This is the official implementation of the CVPR2024 paper Prompt Highlighter: Interactive Control for Multi-Modal LLMs.

Control text generation by highlighting your prompt! Prompt Highlighter is a training-free inference pipeline that facilitates token-level user interactions for a customized generation. Our method is compatible with both LLMs and VLMs.




Quick Start

Basic enviornment setup:

conda create -n highlighter python=3.10 -y
conda activate highlighter
pip install -r requirements.txt


Install latest LLaVA model 2023-11-30 in base_models.

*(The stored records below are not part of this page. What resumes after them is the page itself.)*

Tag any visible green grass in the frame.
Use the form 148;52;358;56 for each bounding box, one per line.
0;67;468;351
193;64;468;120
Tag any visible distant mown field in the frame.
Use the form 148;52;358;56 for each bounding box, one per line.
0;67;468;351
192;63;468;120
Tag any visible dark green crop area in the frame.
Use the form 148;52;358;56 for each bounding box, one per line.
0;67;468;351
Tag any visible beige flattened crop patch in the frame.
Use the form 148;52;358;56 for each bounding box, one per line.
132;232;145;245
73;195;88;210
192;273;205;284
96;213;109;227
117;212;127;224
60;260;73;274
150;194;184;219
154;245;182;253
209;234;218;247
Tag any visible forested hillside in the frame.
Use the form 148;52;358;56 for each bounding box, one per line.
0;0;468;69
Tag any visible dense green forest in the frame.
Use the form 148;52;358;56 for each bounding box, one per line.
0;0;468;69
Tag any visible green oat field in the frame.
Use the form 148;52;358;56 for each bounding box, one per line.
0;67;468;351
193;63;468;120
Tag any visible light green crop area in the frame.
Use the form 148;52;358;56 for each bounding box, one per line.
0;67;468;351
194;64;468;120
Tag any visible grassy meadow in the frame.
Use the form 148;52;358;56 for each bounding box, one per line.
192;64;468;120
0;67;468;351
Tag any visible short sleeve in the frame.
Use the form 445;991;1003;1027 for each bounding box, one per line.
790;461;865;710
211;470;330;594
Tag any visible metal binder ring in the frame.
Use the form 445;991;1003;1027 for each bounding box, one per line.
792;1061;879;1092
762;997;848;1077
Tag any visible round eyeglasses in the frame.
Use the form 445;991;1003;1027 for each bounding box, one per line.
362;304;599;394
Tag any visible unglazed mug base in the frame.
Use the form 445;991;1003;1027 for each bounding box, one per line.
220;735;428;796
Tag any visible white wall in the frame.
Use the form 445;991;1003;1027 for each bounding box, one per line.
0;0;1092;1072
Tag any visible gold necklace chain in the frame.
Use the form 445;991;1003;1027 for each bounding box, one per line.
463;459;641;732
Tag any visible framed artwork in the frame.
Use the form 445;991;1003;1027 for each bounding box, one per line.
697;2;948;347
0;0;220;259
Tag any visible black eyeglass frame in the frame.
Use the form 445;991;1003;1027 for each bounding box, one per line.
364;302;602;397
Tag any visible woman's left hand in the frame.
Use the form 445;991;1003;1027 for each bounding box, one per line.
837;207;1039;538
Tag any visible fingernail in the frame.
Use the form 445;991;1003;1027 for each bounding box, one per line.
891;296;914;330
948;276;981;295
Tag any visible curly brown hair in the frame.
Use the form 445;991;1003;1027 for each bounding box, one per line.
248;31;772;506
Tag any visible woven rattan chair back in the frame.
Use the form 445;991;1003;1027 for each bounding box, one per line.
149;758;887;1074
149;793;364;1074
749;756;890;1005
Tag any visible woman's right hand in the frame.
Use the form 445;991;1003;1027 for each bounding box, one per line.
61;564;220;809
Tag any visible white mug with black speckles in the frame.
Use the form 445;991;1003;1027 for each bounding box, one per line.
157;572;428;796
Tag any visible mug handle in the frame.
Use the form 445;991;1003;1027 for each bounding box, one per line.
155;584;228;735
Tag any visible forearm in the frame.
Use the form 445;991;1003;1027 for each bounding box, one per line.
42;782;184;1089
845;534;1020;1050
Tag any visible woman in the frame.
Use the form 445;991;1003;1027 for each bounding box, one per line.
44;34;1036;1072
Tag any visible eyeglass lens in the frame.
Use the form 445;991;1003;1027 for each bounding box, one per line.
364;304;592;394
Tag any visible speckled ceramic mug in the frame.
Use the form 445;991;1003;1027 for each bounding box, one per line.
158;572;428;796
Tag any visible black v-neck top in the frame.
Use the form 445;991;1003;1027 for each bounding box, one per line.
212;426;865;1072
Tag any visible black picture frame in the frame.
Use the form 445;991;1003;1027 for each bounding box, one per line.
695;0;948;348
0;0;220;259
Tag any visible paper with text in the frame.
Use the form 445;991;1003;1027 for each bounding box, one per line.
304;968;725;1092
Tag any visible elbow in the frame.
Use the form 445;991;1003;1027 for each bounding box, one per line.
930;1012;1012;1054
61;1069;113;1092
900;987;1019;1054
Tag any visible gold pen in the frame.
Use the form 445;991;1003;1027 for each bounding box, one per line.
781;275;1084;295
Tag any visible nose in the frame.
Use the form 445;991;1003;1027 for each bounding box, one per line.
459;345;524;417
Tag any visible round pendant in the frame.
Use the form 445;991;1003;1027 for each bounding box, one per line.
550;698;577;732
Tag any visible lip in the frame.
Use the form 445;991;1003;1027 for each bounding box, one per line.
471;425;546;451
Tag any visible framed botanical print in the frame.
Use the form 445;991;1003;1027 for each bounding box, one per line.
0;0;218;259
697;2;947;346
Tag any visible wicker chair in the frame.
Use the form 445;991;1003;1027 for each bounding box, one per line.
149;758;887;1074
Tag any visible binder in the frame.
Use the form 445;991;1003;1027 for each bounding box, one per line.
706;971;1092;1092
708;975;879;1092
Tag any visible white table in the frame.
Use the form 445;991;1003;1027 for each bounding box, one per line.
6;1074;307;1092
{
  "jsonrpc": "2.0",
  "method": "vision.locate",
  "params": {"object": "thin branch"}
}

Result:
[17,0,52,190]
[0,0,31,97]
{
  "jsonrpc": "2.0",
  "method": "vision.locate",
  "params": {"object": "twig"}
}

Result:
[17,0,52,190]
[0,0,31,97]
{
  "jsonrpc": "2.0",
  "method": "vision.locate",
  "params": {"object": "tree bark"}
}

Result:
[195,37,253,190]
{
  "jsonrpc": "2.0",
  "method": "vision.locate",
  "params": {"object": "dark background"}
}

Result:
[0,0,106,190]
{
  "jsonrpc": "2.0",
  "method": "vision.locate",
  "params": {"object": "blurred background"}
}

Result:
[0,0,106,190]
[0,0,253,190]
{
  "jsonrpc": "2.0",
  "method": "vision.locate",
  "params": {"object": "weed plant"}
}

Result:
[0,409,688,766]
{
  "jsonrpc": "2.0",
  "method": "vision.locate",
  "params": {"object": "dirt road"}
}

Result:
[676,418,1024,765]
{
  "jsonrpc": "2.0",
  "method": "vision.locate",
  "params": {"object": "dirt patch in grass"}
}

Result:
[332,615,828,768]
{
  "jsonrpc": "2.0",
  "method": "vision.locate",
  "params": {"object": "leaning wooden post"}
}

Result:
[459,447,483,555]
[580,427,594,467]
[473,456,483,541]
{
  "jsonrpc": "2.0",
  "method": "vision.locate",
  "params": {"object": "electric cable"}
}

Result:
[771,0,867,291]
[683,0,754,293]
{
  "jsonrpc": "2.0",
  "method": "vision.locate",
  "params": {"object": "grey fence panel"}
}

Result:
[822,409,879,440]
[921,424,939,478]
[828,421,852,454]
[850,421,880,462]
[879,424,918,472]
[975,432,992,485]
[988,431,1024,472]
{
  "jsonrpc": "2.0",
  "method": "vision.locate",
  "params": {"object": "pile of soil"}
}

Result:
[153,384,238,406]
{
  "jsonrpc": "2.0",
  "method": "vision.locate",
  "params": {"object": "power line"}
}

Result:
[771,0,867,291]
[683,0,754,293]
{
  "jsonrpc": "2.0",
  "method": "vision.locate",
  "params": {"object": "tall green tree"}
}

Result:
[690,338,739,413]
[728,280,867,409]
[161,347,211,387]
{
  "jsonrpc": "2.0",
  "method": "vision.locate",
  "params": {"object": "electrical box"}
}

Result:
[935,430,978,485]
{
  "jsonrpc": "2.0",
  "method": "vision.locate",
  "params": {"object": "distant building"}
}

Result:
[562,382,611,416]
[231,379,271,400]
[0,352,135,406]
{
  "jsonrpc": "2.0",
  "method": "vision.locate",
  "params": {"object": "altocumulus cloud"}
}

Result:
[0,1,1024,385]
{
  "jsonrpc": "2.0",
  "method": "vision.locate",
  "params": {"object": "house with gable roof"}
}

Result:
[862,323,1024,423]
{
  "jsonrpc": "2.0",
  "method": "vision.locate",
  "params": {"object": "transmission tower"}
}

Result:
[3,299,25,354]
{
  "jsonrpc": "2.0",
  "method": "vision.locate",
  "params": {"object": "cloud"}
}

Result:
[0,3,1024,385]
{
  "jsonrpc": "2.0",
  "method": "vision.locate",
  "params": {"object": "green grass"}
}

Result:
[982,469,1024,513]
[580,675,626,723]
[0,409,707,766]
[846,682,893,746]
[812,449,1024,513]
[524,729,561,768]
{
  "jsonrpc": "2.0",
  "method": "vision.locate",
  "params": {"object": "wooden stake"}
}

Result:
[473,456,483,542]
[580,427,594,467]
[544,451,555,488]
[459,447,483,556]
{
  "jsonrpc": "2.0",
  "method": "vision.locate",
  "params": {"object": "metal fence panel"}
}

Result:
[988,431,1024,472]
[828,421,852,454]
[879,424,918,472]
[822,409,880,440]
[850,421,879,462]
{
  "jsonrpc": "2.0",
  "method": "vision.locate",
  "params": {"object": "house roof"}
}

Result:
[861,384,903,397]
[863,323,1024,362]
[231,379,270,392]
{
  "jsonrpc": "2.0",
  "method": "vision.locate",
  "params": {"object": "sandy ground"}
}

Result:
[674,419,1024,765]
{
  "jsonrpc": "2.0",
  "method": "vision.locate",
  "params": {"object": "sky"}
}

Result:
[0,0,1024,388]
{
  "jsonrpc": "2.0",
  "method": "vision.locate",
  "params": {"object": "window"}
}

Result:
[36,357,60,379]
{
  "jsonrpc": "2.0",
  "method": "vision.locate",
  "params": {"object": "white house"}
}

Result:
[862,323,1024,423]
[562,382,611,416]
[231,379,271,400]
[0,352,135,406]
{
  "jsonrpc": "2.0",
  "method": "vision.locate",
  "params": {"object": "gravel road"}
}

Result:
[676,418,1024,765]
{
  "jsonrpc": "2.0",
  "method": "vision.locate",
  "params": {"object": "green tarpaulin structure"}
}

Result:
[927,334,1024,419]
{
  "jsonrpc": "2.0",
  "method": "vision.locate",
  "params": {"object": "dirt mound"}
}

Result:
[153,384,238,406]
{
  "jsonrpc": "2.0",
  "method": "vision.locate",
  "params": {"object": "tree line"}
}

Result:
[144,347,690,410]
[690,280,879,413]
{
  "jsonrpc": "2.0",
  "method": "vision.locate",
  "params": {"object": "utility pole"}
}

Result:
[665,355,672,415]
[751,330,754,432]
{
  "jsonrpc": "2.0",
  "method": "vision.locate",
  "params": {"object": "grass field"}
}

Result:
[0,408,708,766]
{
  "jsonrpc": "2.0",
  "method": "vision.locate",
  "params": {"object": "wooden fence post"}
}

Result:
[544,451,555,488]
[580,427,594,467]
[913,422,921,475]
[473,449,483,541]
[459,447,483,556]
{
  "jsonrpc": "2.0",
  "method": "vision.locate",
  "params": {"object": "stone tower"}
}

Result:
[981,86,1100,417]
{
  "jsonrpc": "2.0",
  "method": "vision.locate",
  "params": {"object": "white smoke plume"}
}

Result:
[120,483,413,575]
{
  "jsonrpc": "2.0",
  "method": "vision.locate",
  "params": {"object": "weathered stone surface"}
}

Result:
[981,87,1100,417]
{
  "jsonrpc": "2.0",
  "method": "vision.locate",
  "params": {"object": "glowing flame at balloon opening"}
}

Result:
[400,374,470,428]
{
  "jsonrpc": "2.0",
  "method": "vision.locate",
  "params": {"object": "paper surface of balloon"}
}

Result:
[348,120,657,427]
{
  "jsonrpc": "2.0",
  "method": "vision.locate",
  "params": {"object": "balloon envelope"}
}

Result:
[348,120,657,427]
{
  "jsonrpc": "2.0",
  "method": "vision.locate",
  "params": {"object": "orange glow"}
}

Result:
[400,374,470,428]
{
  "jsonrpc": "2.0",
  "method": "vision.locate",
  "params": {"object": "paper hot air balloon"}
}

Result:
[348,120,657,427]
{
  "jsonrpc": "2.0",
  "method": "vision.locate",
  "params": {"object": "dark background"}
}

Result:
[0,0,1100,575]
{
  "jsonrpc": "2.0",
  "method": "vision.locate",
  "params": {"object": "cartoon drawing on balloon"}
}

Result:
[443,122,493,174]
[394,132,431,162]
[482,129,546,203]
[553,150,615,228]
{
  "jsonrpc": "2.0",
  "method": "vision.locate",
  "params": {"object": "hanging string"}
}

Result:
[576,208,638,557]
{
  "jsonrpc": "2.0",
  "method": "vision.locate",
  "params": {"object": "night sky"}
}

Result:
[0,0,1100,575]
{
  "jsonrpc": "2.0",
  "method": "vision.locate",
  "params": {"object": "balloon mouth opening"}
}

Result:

If you already have one, you can use the installed one in your own enviornment.

# you may also use your installed llava if you have installed.
cd base_models
git clone https://github.com/haotian-liu/LLaVA.git
cd LLaVA

pip install --upgrade pip  # enable PEP 660 support
pip install -e .

Model Download: Please refer to LLaVAv1.5 Model Zoo to get the base pretrained model.

Partial Highlighting task: We provide examples in assets/test_data/questions_descriptions.json, you may add your new case to test our method.

python examples/llava_test.py

Descriptive task (highlighting all input contexts): We provide examples in assets/test_data/questions_descriptions.json, you may add your new case to test our method.

python examples/llava_descriptions.py

We will also provide a script for descriptive COCO caption generation (TODO here).

If you want to add your customized data, please provide a squared image that uses a darker (uint color < 128) marked region as the highlighter area. Add your case to the JSON file.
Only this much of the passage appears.